Dr. King has been on my mind of late.  Now that I am working as a full-time children's librarian, I was excited to organize a program for our family storytime in his honor.  Since it happened that the program fell on his actual birthday, February 15, rather than the federal holiday, we read--and acted out--picture books about him, and sang Happy Birthday and instead of having cake, tasted his favorite dessert, pecan pie (served up in very small servings in cupcake liners!).  The program turned into a family occasion, as my banjo-playing mother-in-law and my teenaged son came to teach the children and adults some of the iconic civil rights protest songs:  We Shall Overcome, We Shall Not be Moved, and This Little Light of Mine.

There's a rich variety of books available on Dr. King, aimed at all ages, yet it was not difficult to choose which books I wanted to highlight.  Here are some of my favorites, although I was not able to read them all at the storytime.

I Have a Dream, by Dr. Martin Luther King, Jr., illustrated by Kadir Nelson (Schwartz & Wade, 2012).  Kadir Nelson has outdone himself with the magnificent oil paintings he produced to illustrate some of the most iconic excerpts from Dr. King's most famous speech (the complete text is included in the back of the book, as is a CD with Dr. King delivering the address).  This is a book that should be in every American classroom and library.  The dignified and statuesque artwork, combined with Dr. King's inspirational language, cannot fail to move anyone who sees and reads this book.

Martin's Big Words:  The Life of Dr. Martin Luther King, Jr., by Doreen Rappaport, illustrated by Bryan Collier (Hyperion, 2001).  In a book suitable for kindergartners on up, Rappaport brings Dr. King's career to life using simple but eloquent language and Dr. King's own powerful words, taken from various speeches and letters from throughout his lifetime.  Combined with outstanding artwork by Bryan Collier, her text is perfect for reader's theatre; at my own program, three children read the words of Dr. King and I read the narrator part, making a very moving small piece of drama perfect for the classroom or library storytime.

My Uncle Martin's Big Heart, by Angela Farris, illustrated by Eric Velasquez (Abrams, 2010).  This warm-hearted picture book tells Dr. King's life told from the perspective of his young niece.  Dr. King comes through as a family man, Uncle M.L. who loved to laugh, not just an icon of the Civil Rights movement.

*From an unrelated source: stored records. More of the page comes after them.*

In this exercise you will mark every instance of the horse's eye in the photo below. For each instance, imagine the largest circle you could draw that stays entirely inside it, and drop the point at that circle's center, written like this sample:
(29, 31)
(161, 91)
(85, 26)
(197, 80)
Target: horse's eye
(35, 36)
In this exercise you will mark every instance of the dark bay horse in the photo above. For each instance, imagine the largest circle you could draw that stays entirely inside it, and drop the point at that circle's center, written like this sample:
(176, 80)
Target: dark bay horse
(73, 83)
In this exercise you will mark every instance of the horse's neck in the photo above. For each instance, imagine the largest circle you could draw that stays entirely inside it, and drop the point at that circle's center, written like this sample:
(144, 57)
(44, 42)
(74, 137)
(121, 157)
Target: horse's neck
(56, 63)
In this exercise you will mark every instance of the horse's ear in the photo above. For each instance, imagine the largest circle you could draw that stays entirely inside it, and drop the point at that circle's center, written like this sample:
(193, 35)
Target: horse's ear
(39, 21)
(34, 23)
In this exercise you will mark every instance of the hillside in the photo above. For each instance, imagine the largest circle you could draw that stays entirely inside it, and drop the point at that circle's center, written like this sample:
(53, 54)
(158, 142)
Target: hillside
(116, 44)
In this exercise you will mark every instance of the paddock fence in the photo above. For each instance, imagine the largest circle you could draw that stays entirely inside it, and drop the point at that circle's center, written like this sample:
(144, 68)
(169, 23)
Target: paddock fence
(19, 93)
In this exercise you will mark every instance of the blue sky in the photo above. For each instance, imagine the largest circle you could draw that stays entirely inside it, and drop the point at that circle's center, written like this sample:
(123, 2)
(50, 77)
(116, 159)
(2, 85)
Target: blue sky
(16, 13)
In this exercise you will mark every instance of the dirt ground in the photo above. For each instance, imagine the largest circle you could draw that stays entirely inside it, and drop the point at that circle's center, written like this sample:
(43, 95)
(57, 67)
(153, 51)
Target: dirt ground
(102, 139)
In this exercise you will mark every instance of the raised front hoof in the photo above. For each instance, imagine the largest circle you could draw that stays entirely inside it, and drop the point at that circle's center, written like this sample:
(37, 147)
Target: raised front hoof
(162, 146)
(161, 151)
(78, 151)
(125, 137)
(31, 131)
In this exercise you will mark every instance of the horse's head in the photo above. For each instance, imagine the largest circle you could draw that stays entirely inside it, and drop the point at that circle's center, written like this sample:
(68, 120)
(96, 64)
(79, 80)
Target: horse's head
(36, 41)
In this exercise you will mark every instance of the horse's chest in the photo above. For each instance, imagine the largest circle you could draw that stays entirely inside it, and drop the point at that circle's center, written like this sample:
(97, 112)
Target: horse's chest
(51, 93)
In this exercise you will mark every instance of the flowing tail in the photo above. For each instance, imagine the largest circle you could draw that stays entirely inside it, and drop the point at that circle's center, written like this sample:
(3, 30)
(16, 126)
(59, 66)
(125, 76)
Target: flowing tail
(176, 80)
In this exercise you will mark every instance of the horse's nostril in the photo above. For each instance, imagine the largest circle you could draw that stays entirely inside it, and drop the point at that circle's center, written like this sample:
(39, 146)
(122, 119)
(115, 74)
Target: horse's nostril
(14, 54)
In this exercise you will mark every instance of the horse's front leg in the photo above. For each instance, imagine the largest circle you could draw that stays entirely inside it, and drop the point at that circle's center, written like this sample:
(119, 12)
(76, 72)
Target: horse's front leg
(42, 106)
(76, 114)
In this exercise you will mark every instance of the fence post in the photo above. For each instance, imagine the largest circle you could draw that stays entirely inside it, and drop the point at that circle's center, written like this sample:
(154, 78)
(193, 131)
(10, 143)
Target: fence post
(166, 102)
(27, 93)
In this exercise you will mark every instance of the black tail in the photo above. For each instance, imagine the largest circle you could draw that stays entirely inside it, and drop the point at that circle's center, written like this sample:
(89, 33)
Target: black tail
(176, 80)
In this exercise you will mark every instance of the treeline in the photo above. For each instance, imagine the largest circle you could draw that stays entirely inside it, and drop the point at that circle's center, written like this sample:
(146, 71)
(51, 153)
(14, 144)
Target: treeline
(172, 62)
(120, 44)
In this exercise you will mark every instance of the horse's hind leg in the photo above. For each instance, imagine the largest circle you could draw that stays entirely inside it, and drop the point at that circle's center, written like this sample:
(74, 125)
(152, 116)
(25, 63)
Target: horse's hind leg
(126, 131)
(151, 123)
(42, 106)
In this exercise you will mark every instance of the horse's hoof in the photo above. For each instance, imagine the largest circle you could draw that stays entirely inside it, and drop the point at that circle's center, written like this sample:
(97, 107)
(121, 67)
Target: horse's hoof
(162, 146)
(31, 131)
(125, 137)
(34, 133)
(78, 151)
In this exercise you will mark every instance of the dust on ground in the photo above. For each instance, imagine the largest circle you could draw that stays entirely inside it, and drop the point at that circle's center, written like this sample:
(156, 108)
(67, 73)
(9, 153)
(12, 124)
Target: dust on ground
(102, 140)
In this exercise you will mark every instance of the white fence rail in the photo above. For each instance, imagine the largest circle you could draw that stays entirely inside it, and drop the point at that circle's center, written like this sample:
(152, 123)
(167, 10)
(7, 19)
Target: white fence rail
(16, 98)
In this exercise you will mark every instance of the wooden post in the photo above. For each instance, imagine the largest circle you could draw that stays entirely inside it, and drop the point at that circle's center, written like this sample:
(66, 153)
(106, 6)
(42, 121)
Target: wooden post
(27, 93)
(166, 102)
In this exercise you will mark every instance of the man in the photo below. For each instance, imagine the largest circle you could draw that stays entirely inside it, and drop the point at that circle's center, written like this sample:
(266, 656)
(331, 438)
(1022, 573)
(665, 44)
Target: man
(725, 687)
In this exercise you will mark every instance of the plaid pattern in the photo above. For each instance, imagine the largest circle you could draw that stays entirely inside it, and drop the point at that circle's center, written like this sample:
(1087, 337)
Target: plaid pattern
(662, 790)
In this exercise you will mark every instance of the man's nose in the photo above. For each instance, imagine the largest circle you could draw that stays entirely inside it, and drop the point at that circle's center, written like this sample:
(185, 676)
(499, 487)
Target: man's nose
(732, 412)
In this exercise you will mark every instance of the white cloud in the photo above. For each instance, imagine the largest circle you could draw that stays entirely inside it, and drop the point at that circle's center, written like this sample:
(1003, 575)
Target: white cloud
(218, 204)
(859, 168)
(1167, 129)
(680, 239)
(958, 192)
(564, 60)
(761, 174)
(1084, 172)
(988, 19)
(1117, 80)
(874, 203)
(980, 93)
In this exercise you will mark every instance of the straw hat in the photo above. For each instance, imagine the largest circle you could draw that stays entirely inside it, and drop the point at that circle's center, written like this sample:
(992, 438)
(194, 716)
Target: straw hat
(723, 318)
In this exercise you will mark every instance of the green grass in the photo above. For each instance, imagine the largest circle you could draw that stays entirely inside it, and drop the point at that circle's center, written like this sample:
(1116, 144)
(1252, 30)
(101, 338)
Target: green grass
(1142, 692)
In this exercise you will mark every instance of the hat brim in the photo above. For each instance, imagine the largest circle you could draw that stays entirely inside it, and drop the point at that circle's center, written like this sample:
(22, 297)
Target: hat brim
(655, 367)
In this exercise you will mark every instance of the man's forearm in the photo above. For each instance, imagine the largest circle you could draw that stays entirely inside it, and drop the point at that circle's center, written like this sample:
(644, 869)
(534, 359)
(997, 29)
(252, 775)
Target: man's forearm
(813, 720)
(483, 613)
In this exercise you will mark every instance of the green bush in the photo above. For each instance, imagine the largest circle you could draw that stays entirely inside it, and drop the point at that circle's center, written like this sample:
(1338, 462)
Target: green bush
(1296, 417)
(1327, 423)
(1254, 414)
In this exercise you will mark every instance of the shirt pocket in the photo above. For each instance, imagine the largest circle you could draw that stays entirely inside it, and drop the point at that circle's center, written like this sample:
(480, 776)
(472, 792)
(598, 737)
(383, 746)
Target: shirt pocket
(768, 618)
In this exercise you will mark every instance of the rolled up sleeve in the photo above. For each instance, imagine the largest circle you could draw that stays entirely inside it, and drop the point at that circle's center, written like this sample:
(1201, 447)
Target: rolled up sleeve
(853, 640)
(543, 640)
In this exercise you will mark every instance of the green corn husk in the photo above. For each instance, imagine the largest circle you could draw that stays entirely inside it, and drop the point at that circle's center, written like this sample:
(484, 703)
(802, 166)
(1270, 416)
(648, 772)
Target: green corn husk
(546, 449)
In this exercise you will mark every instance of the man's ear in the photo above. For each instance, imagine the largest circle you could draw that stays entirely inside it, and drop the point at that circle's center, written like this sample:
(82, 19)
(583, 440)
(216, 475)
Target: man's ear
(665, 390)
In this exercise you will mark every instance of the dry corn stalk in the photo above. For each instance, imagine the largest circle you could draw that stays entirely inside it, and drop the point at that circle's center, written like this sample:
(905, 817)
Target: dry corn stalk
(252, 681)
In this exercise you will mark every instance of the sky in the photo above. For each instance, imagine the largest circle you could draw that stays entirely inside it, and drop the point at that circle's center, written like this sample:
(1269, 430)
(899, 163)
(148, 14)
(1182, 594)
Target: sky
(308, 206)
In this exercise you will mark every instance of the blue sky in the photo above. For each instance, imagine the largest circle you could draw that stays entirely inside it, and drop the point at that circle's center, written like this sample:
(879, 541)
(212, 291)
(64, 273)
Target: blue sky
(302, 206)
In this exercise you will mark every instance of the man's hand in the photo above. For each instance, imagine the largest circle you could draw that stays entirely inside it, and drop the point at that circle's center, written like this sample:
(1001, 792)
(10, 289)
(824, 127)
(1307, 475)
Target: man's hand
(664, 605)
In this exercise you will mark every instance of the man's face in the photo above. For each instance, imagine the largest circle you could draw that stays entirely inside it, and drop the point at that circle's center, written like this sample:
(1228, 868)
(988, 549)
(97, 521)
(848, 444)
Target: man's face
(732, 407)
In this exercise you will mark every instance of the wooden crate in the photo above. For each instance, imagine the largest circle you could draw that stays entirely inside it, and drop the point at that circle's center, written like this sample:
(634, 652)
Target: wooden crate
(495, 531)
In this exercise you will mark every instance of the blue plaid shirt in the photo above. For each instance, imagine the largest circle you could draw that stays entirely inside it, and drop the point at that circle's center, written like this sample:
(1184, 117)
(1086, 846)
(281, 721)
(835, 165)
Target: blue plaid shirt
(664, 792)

My Brother Martin:  A Sister Remembers Growing Up with the Rev. Dr. Martin Luther King, Jr., by Christine King Farris (Simon & Schuster, 2003).  In this outstanding book written by King's older sister, we see Martin Luther King as a mischievous young boy, not wanting to practice the piano, surrounded by a warm and loving well-educated family who tried to shield their children from the worst of segregation.  Dr. King's father, stood up to the worst of the bigotry of that time, and the young King learns the importance of standing up for justice and equality.  A powerful book that can be easily understood by elementary school-aged children.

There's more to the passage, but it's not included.